Notably, Jesus does not respond to their question directly. According to John’s Gospel, He replies, “I told you, and ye believed not: the works that I do in my Father's name, they bear witness of me. But ye believe not, because ye are not of my sheep.” (John 10:25-26). In other words, Jesus doesn’t offer a simple yes or no if He was the promised Messiah. Instead, He tells His listeners that they ought to already know the answer because His works done in His Father’s name already bear witness of this fact. He then states, “I and my Father are one.” (John 10:30). This was more than many listeners could take and they took up stones–perhaps rubble from ongoing construction–to kill him. Jesus then asked why they wanted to stone him? The answer was quite simple. He had claimed to be one with God. It was one thing to claim he was the anointed one, similar to kings  and priests of the past. But Jesus was claiming to be the son of God, and one with the Father!

Jesus’s next words bring it all back to Hanukkah. He announces that He is the one “sanctified” or “consecrated” by the Father (John 10:36). The word used in this instance is the same Greek word that is used when referring to the dedication of the Tabernacle of Moses. [5] In essence, because Hanukkah was a feast commemorating the rededication of the desecrated temple, Jesus had announced, “God has dedicated me!” The scriptures tell us that the ancient Tabernacle and later temples were the literal dwelling place of God’s presence. At these holy sites, Israel communed with and became “at-one” with God. Jesus had boldly asserted that He was now that consecrated place! He was the Anointed One where people could come to become one with God.

Throughout this interchange Jesus repeatedly insists that He does His Father’s works to show that He truly is the anointed Messiah, having God’s authority.

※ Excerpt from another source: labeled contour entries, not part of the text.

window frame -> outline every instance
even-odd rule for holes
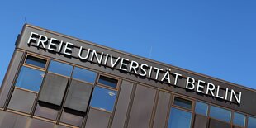
[[[81,80],[81,79],[73,78],[73,71],[74,71],[75,68],[79,68],[79,69],[83,69],[88,70],[88,71],[91,71],[91,72],[94,72],[96,73],[94,82],[93,83],[90,83],[90,82],[88,82],[88,81],[84,81],[84,80]],[[98,79],[97,78],[98,78],[98,75],[99,75],[98,73],[99,73],[98,72],[97,72],[95,70],[92,70],[92,69],[88,69],[87,67],[81,67],[81,66],[78,66],[78,65],[73,65],[73,70],[72,70],[71,78],[72,78],[72,79],[74,79],[74,80],[77,80],[77,81],[79,81],[79,82],[83,82],[83,83],[89,83],[89,84],[94,85],[95,83],[97,83],[97,79]]]
[[[55,61],[55,62],[58,62],[58,63],[61,63],[61,64],[68,64],[69,66],[72,66],[70,75],[67,76],[67,75],[64,75],[64,74],[60,74],[60,73],[55,73],[55,72],[50,71],[49,69],[50,69],[50,62],[51,61]],[[50,61],[49,61],[48,68],[47,68],[47,73],[50,73],[56,74],[56,75],[59,75],[59,76],[62,76],[62,77],[64,77],[64,78],[68,78],[70,79],[71,78],[73,78],[73,71],[74,67],[75,67],[75,65],[72,64],[70,63],[67,63],[67,62],[64,62],[64,61],[62,61],[62,60],[59,60],[59,59],[50,59]]]
[[[92,107],[91,106],[91,103],[92,103],[92,97],[93,97],[93,92],[94,92],[94,90],[95,90],[95,88],[102,88],[102,89],[107,89],[107,90],[110,90],[110,91],[112,91],[112,92],[116,92],[116,98],[115,98],[115,101],[114,101],[114,104],[113,104],[113,108],[112,108],[112,111],[108,111],[108,110],[103,110],[103,109],[100,109],[98,107]],[[97,110],[99,110],[99,111],[106,111],[106,112],[109,112],[109,113],[113,113],[116,110],[116,102],[118,100],[118,97],[119,97],[119,91],[118,90],[113,90],[113,89],[109,89],[108,88],[106,88],[106,87],[102,87],[102,86],[98,86],[98,85],[95,85],[93,87],[93,90],[92,92],[92,95],[91,95],[91,99],[90,99],[90,102],[89,102],[89,107],[88,108],[94,108],[94,109],[97,109]]]
[[[113,87],[111,87],[111,86],[108,86],[108,85],[105,85],[105,84],[100,83],[99,83],[99,79],[100,79],[101,76],[117,80],[116,87],[113,88]],[[96,79],[96,86],[100,86],[100,87],[107,88],[107,89],[113,90],[113,91],[117,91],[117,92],[118,92],[118,90],[120,88],[120,83],[121,83],[121,78],[118,78],[117,77],[114,77],[112,75],[107,74],[107,73],[99,73],[98,75],[97,75],[97,78]]]
[[[28,56],[31,56],[31,57],[35,57],[35,58],[38,58],[38,59],[40,59],[46,60],[45,67],[41,68],[41,67],[39,67],[39,66],[36,66],[36,65],[26,63]],[[25,57],[24,60],[23,60],[23,64],[22,65],[27,66],[27,67],[30,67],[30,68],[34,68],[36,69],[43,70],[43,71],[45,72],[47,68],[48,68],[48,66],[49,66],[49,64],[50,64],[50,59],[43,57],[43,56],[40,56],[40,55],[34,55],[34,54],[27,53],[26,55],[26,57]]]
[[[210,116],[211,107],[218,107],[218,108],[224,109],[224,110],[226,110],[226,111],[230,111],[230,121],[223,121],[223,120],[220,120],[220,119],[216,119],[216,118],[211,117]],[[218,105],[215,105],[215,104],[209,104],[209,109],[208,110],[209,110],[209,113],[208,113],[208,118],[209,119],[213,119],[213,120],[216,120],[216,121],[222,121],[222,122],[228,123],[230,125],[233,125],[233,111],[232,110],[230,110],[229,108],[226,108],[226,107],[223,107],[218,106]]]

His works and the Father’s are the same, much as the servant of a landowner is authorized to act in the landowner’s name as a demonstration of unity, power, and authority. By doing His Father’s works, Jesus represents the exact same unity, power, and authority. 

It might have been easier if Jesus had simply declared Himself the Messiah. But, in this instance, He chose to teach by example–reinforcing over and over that he was one with God because he did His Father’s works! In essence, Jesus declares, “I’ll tell you who I am by how I live, not by just what I say!” 

How can we follow the Savior’s supreme example of oneness with the Father? Just as Jesus said, it is by doing God’s works. Christ’s unity with His Father doesn’t seem to mean a physical unity as much as a unity in purpose. His example powerfully emphasizes that we, too, must strive to become one with God by humbly doing God’s works.

As we ponder these sacred lessons from Hanukkah, let us look past the labels of Catholic, Baptist, Mormon, Evangelical, or any other label we might give and focus on the all-encompassing title of being a true Christian. One anointed by His Holy Spirit to act, not just in name, but also in deed. Let us do the works of the Father by serving our neighbor, feeding the poor, empowering the powerless, and lifting the widow and orphan. Doing the works of the Father brings power into our daily lives. Power that helps us overcome all things, bringing light into our lives, through Christ Jesus.

[1] Hanukkah, Wikipedia
[2] Second Temple, Wikipedia
[3] Roger Leibi, The Messiah in the Temple, pg. 181.
[4] Raymond E. Brown, The Gospel of John I-XII, pg. 405.